イリーナは髪に手をやり払いながら、苛立たしげにドカドカと床板を踏み鳴らしてカミュに詰め寄る。そして、改めて睨めつけるように視線を鋭くすると口を開いた。
「そんな細かいことはあとでいいのよ。それより、あんた。さっきのアレは何?」
「さっきのって?」
カミュは彼女の様子に何を気にすることもなく、真顔で首を傾げた。
「もう、どうしてあんたは……っ。さっきウザルに薬草がどうのこうのって馬鹿にされてたじゃない。なんで言い返さなかったのよっ」
そう言われて、報告に行く前に誰かに馬鹿にされたなと、カミュは思い出した。
「ああ……あのことか。だって、いつものことじゃないか。言われるたびに言い返していたら、キリがないだろう」
「なんで、あんたは、そうなのよっ! いつも、いつもっ! そんなだから、いつまでも馬鹿にされるんじゃないっ! もっとビシッと言ってやれば、あいつらもあんたを馬鹿にしなくなるわよっ!!」
「一体何を怒ってるんだお前は。馬鹿にされたのは俺なんだから、何もお前がそんなに怒らなくてもいいだろう?」
カミュがそう言うと、イリーナは口をぱくぱくとさせる。そして、低く唸り出すと口を尖らせ、じっとりとした目をカミュに向けた。
「それは……そうなんだけど。でも、なんか嫌なのよ」
「お前だって、グータラだなんだって、しょっちゅう俺を馬鹿にするじゃないか」
「私はいいのっ」
「何でいいんだよ……って、お前どこか行ってたの?」
カミュはイリーナの装いがいつもと違うことに気づく。そして、そういや最近静かだったなと、ようやく思い始めた。

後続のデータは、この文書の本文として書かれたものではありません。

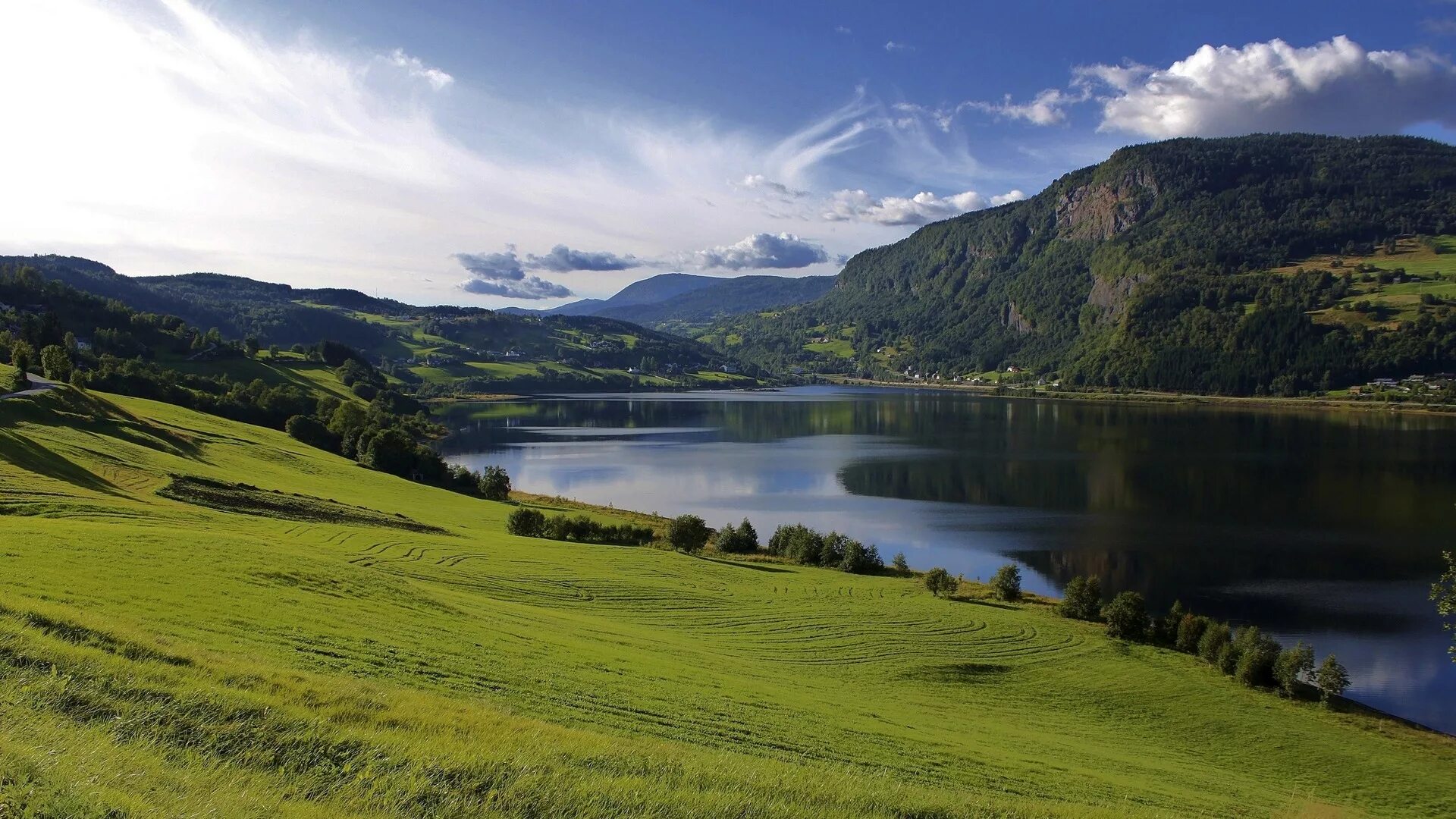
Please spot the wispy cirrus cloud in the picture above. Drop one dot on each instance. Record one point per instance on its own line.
(294, 159)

彼女はいま、麻でつくられた厚手のブラウスとズボンに白く塗られた革製のブレストアーマーを着込んでいた。腰には、愛用の細身の剣を差している。そしてその肩には、先ほどまでのカミュ同様に頑丈さだけが取り柄といえる厚手の革袋を担いでいた。
「私はあんたと違って努力家なの。王都に行ってたのよ」
イリーナは、小さな鼻をふふんと鳴らして胸を反らした。
トラン=キアはヴァレリア王国の北西部にある地方都市だ。ここから王都ルカクまでは四百キロメア以上ある。トラン=キアには飛空船の定期便が離発着する港もあるが、一介の傭兵がおいそれと乗れるほどに運賃は安くない。王都ルカクに行こうとすれば、ちょっとした旅になった。

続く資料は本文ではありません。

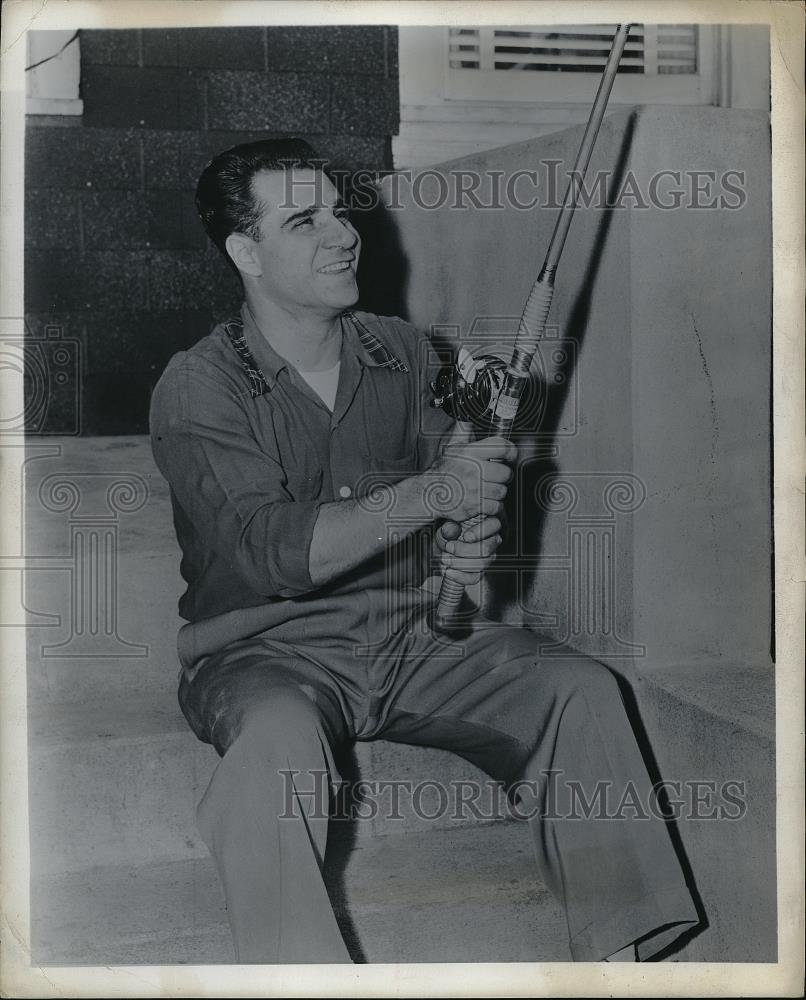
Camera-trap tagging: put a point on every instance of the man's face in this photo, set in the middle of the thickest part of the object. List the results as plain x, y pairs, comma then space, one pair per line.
307, 250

「ふーん……で、その努力家のイリーナさんは、またなんで王都になんて行ってたんだ?」
カミュはからかうような口調で言うが、イリーナは気にしない。よくぞ聞いてくれましたとばかりに、にっこりと笑う。
「紋章を宿しに行ってたのよ。見て見て、これ」
イリーナは胸元のボタンを外すと、お世辞にも大きいとは言えない胸の谷間から小さなペンダントを取り出してカミュに見せた。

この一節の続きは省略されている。